Appellante keert zich terecht tegen dit oordeel van de rechtbank.
Zoals de Raad inmiddels in tal van hoger beroepen tegen uitspraken van de rechtbanken Assen, Groningen en Leeuwarden als zijn oordeel te kennen heeft gegeven (bijvoorbeeld CRvB 02-12-2005, 05/2811, LJN: AU7521) hebben omzettingsbesluiten als bedoeld in artikel 1.5, tweede lid van de Wsf 2000 een zuiver reparatoir karakter, zodat buiten toepassing laten van dit wettelijk voorschrift wegens strijd met artikel 6 EVRM niet aan de orde is.
Dit brengt mee dat de aangevallen uitspraak moet worden vernietigd en dat alsnog een inhoudelijk oordeel over het bestreden besluit moet worden gegeven.
Betrokkene heeft aangevoerd dat zij zich in september 2004 in de GBA Veendam heeft laten inschrijven en dat zij haar juiste woonadres ([adres 3] te [woonplaats]) bij schrijven van 21 september 2004, derhalve binnen de gestelde termijn van vier weken, heeft doorgegeven.

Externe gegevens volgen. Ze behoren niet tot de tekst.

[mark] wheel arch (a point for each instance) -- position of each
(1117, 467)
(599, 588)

Appellante heeft de ontvangst van de brief van 21 september 2004 betwist. Betrokkene kan niet aantonen dat zij die brief inderdaad heeft verzonden. Onder deze omstandigheden kan niet als vaststaand worden aangenomen dat betrokkene de discrepantie tussen het GBA-adres en het opgegeven woonadres binnen vier weken heeft opgegeven.
Hieruit volgt dat het inleidende beroep alsnog ongegrond moet worden verklaard.
Door de vernietiging van de aangevallen uitspraak ontvalt de grondslag aan het ter uitvoering van die uitspraak gegeven nadere besluit van 21 juli 2005. Daarom dient dat besluit te worden vernietigd.
Er zijn geen termen aanwezig voor vergoeding van proceskosten.
De Centrale Raad van Beroep;
Vernietigt de aangevallen uitspraak;
Vernietigt het nadere besluit van 21 juli 2005;
Verklaart het inleidende beroep alsnog ongegrond.
Deze uitspraak is gedaan door J. Janssen. De beslissing is, in tegenwoordigheid van N.E. Nijdam als griffier, uitgesproken in het openbaar op 30 juni 2006.